0

Relying on NVIDIA's samples and on some good advice found here at SO, I have been managing to implement a few array-reduction kernels that I need for my project. However, one particular issue remains causing me trouble. It is, how to properly do sum-reduction for arrays of unsigned chars (uchar).

Because uchar can hold values from 0 to 255, of course the thread blocks can't accumulate a value greater than 255 per thread block. My intuition was that it would be merely a case of collecting the sums inside the sum-reduction function in an int despite the input being uchar. However, it does not work.

Let me show in detail what I have.
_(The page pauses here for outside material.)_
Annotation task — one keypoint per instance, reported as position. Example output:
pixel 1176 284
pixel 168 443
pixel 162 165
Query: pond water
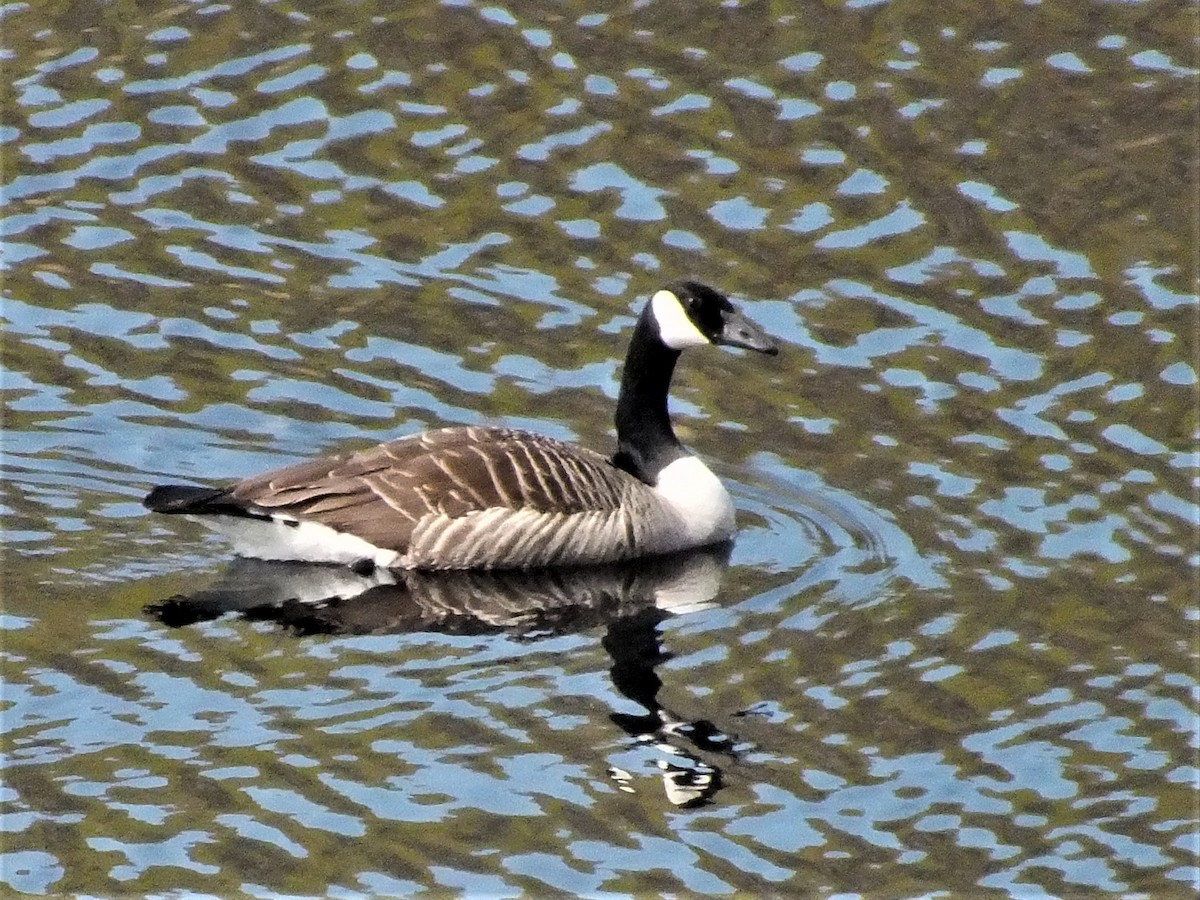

Below is my kernel to sum-reduce an array of uchar - it is a slighly modified version of the famous reduce6 function in NVIDIA's samples:

template <class T, unsigned int blockSize>
__global__ void reduce6(int n, T *g_idata, int *g_odata)
{
    extern __shared__ T sdata[];

    // perform first level of reduction,
    // reading from global memory, writing to shared memory
    unsigned int tid = threadIdx.x;
    unsigned int i = blockIdx.x*blockSize * 2 + threadIdx.x;
    unsigned int gridSize = blockSize * 2 * gridDim.x;

    int mySum = 0;

    // we reduce multiple elements per thread.  The number is determined by the
    // number of active thread blocks (via gridDim).  More blocks will result
    // in a larger gridSize and therefore fewer elements per thread
    while (i < n)
    {
        mySum += g_idata[i];
        // ensure we don't read out of bounds
        if (i + blockSize < n) mySum += g_idata[i + blockSize];
        i += gridSize;
    }

    // each thread puts its local sum into shared memory
    sdata[tid] = mySum;
    __syncthreads();


    // do reduction in shared mem
    if ((blockSize >= 512) && (tid < 256))
        sdata[tid] = mySum = mySum + sdata[tid + 256];
    __syncthreads();

    if ((blockSize >= 256) && (tid < 128))
        sdata[tid] = mySum = mySum + sdata[tid + 128];
     __syncthreads();

    if ((blockSize >= 128) && (tid <  64))
        sdata[tid] = mySum = mySum + sdata[tid + 64];
    __syncthreads();

    // fully unroll reduction within a single warp
    if ((blockSize >= 64) && (tid < 32))
        sdata[tid] = mySum = mySum + sdata[tid + 32];
    __syncthreads();

    if ((blockSize >= 32) && (tid < 16))
        sdata[tid] = mySum = mySum + sdata[tid + 16];
    __syncthreads();

    if ((blockSize >= 16) && (tid <  8))
        sdata[tid] = mySum = mySum + sdata[tid + 8];
    __syncthreads();

    if ((blockSize >= 8) && (tid <  4))
        sdata[tid] = mySum = mySum + sdata[tid + 4];
    __syncthreads();

    if ((blockSize >= 4) && (tid <  2))
        sdata[tid] = mySum = mySum + sdata[tid + 2];
    __syncthreads();

    if ((blockSize >= 2) && (tid <  1))
        mySum += sdata[tid + 1];
    __syncthreads();

    // write result for this block to global mem
    if (tid == 0)  atomicAdd(g_odata, mySum);
}

When such kernel is called by using reduce6<uchar, Blocksize> such that Blocksize*num.threads = 256, everything works properly and the sum-reduction gets the right result. Whenever such ratio is not 256, the result of the sum-reduction becomes wrong - which is merely due to what I said in the bebinning, i.e. uchar can't acumulate values greater than 255.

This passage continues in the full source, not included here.